19 Anna was a product of her time, affected by numerous social and symbolic constructions of the landscape. When she writes to Bernard that she “took observations with regard to a certain clump of trees, which I hope soon to sketch,” she acknowledges an interest she had in common with her geologist father and the many landscape painters whose enthusiastic study of geology led to a new language of landscape that evoked spiritual, ethical, and philosophical ideas (Bedell 2001). In asking “why people don’t sing hymns” upon experiencing a “wonderful sunset ... with glowing sky,” she not only affirms the love of music she shared with her husband (who was an accomplished pianist and songwriter), but the popularity of hymns in the evangelical circle to which she belonged and the belief that God’s goodness is observable in the natural world (Harding 1995). In naming the flowers in the woods beyond Mrs. Redpath’s house (June 1880)—the “carpets of pigeon berry blossoms, clumps of veronicas, wild lilies, linaea, and little wild white violets”—and asking her husband about an “odd flower which looks like a mitella” (June 1880) that she had pressed to send him, she recognizes Bernard’s expertise as the president of the Natural History Society of Montreal. She also confirms her own participation in activities associated with the study of natural phenomena. This included, most importantly, according to the norms of the Victorian era, the socially acceptable female pursuits of botanical preservation and illustration (Fig. 6).7
20 Finally, Anna’s landscapes evoke her internal artistic autonomy. This is the third part of relational autonomy, wherein the aesthetic dimensions of life and art are closely linked through the processes of exploration, creative interpretation, and presentation of the landscape. From this perspective, landscape is a material form with varied colours, textures, and patterns, and diverse surfaces such as wet, arid, flat, hilly or forested. This is the visual imagery of the landscape that Anna responds to as an artist.
21 On occasion Anna inserts herself into her compositions—the artist who sits by the water absorbed in the imaginative act of creating works of aesthetic value (Fig. 7).
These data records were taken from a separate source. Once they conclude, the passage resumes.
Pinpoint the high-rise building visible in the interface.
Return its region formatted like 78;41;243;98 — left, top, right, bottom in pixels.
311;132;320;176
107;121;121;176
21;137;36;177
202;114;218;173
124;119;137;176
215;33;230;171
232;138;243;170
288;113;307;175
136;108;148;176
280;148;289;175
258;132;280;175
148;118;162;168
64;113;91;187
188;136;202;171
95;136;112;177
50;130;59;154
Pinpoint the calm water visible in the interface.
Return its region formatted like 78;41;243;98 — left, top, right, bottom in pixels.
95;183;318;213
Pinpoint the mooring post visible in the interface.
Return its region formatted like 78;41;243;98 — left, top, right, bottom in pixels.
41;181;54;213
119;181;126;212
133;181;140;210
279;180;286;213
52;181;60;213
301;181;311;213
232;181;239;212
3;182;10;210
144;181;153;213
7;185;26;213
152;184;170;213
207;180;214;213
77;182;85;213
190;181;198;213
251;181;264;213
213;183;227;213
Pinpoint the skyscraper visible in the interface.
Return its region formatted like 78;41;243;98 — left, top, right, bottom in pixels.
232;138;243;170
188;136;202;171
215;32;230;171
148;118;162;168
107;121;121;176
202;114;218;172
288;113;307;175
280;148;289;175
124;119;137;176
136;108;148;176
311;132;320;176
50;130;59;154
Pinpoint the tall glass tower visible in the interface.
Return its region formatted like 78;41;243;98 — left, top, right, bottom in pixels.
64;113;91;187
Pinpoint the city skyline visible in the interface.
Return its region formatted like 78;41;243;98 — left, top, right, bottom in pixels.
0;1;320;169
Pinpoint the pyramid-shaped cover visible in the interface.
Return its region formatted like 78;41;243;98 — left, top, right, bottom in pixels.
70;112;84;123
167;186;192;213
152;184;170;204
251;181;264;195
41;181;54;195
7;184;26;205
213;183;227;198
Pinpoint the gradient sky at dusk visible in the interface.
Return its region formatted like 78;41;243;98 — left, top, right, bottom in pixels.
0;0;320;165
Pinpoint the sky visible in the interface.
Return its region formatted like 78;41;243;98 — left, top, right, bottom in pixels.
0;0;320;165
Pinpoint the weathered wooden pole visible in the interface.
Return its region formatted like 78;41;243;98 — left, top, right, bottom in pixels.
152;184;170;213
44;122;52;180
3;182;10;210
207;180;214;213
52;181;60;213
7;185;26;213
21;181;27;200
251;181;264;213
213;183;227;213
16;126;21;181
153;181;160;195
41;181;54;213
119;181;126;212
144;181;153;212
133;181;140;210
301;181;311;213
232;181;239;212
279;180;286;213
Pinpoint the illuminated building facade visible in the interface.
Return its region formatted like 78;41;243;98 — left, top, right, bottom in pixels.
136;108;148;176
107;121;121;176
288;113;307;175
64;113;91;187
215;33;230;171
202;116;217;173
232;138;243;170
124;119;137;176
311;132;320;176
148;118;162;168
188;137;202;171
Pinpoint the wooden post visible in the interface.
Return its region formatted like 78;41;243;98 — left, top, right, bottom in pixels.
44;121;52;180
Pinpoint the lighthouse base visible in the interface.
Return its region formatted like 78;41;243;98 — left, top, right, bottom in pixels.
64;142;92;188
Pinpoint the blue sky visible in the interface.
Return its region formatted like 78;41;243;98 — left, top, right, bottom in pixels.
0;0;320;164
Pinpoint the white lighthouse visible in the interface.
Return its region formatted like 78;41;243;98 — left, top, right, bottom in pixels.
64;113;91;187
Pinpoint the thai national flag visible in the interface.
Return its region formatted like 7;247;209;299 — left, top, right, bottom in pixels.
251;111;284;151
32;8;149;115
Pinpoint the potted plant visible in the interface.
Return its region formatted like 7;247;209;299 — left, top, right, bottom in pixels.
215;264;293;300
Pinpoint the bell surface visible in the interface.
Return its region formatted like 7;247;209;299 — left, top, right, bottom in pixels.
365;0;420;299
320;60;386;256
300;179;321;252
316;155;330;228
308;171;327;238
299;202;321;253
Again and again in her letters, in a romantic language that discloses her vision of place, she sees the “tinted clouds” (1875), the “little curls of the ferns coming up” (1880), the “golden autumn fields that continue to fascinate me” (1882) and the “great hills of cumulous clouds making endless reflections and shades in the water” (1885). As she explores, interprets and presents rocky coasts, cascading waterfalls, dense forests and delicate flowers, Anna meditatively caresses forms and shapes (Fig. 8). With broad brushstrokes and thin lines she emphasizes the repetition found in visual elements such as the texture of a brittle stone, the curves of low-lying clouds, the rhythm of twisted branches and the colours of earth and grass (Fig. 9). In each artwork she imaginatively depicts her own experience of seeing and at the same time the internal demands she makes on the pictures themselves.
22 Within this context Anna Dawson Harrington’s letters at the McGill Archives and drawings at the McCord Museum not only demonstrate the interpersonal and social aspects of relational autonomy, but an artistic vision of landscape that is also private, particular, imaginative and autonomous, revealing her personal landscape as the material locus of her self-exploratory autobiography.